In accordance with still another feature of the instant invention, an inlet side of the first screen element can have a profiled surface.
In accordance with a further feature of the invention, an inlet side of the first screen element can be equipped with bars.
The first screen element can include round holes having a diameter of at least about 2 mm. Preferably, the round holes can have a diameter of at least about 4 mm. Further, at least some of the round holes may have a diameter of at least about 4 mm.
The first screen element may include screen openings having different sizes in accordance with a radial position on the first screen element. The screen openings can increase in size as the radial position of the screen opening is farther out.
At least one flow guide element can be located in an intake chamber adjacent the first screen element. The at least one flow guide element can be arranged to influence peripheral movement of the suspension in the intake chamber. Further, at least one flow guide element can include arched surfaces arranged to divert a peripheral flow in the intake chamber radially toward a middle.
In accordance with the invention, the second screen element may include a cylindrical screen basket.
Further, the second screen element can include round screen openings having a diameter of no more than about 2 mm.
A rotor can be provided and scrapers can be coupled to the rotor. In this manner, the scrapers can be arranged for movement to keep the second screen element clear. The rotor may be coupled to rotatably drive the first screen element. Moreover, the rotor may move the scrapers at speed different than a rotational speed of the first screen element.
In accordance with a further feature, a first and a second rotor can be provided. The first rotor can be coupled to the first screen element to rotatably drive the first screen element, and the second rotor can be coupled to the scrapers to move the scrapers. The rotors may be coaxially arranged.
According to still another feature of the instant invention, the at least one intake can open tangentially into the housing.
In accordance with yet still another feature according to the present invention, a largest inside diameter of the first screen element can be larger than a largest inside diameter of the second screen element.
The present invention is directed to a process for removing contaminants from a contaminant-containing fibrous paper suspension. The process includes supplying the suspension containing contaminants into a pressurized screen, separating a coarse fraction of contaminants with a first rotating conical screen element, in which the conical screen has an opening angle of between about 10xc2x0 and 170xc2x0, separating a fine fraction of contaminants with a second screen element, and conveying the suspension without the coarse and fine contaminants out the pressurized screen.

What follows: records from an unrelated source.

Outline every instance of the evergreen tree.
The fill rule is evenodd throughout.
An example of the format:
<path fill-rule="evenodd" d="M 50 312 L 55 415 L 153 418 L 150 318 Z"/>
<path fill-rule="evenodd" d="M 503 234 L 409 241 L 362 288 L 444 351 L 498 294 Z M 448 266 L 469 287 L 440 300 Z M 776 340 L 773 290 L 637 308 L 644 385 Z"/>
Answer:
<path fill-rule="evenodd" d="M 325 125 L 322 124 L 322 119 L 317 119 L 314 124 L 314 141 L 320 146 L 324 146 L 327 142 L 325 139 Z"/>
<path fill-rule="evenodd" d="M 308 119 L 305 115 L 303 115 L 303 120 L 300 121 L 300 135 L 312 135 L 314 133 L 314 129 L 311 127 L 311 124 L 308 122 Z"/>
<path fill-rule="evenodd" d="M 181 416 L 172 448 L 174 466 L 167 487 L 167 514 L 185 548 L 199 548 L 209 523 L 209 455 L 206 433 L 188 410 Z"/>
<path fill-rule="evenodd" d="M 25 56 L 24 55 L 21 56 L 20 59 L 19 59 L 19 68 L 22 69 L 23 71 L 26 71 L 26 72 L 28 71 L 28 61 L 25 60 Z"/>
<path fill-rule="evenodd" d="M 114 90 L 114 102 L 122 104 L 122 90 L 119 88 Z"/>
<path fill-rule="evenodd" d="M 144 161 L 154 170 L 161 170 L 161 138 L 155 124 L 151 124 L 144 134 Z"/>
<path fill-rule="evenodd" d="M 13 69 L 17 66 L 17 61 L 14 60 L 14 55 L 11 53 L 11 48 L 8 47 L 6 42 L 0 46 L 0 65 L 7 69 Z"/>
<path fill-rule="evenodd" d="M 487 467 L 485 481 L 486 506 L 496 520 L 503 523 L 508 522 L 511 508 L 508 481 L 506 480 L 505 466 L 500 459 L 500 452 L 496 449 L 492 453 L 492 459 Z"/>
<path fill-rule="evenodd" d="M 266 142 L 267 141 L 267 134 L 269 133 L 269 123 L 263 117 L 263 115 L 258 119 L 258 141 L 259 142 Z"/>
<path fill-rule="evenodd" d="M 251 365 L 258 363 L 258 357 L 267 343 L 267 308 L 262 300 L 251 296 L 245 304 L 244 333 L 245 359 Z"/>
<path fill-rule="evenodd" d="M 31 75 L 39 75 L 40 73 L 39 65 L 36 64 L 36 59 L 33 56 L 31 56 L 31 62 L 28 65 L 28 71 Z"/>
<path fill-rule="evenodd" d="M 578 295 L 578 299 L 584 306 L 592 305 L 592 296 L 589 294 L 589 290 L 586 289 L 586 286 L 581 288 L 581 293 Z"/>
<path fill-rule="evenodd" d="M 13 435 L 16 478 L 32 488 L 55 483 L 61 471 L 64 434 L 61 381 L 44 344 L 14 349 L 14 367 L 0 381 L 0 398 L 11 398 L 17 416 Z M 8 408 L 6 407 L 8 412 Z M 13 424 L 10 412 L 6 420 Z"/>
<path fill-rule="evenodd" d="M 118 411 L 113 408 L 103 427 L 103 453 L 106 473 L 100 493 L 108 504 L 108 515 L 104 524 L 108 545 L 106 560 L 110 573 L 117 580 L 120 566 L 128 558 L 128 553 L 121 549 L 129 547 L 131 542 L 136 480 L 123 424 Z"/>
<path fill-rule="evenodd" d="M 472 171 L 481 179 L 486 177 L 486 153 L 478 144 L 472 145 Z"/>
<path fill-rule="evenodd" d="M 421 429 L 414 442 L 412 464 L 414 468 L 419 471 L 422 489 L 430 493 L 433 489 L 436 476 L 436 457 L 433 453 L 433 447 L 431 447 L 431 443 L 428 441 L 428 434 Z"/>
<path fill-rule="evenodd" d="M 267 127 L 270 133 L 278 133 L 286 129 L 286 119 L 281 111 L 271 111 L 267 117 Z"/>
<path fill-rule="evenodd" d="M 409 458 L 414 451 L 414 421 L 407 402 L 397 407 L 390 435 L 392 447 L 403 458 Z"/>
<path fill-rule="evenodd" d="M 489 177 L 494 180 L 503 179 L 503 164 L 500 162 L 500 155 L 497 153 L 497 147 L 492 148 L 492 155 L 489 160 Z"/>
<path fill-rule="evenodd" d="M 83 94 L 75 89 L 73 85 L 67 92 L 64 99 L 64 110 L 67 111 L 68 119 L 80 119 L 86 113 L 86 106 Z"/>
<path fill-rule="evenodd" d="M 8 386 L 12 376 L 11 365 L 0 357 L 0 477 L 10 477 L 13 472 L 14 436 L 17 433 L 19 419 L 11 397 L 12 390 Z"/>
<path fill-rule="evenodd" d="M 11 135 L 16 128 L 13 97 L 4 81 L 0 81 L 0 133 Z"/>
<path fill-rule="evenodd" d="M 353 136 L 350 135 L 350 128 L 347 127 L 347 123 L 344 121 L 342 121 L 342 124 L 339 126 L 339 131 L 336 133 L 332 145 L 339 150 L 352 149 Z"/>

In accordance with a feature of the invention, the coarse fraction separation can occur upstream of the fine fraction separation, relative to a suspension flow direction. Further, the coarse fraction separation may occur vertically above the fine fraction separation. Alternatively, the coarse fraction separation may occur horizontally adjacent the fine fraction separation.
Other exemplary embodiments and advantages of the present invention may be ascertained by reviewing the present disclosure and the accompanying drawing.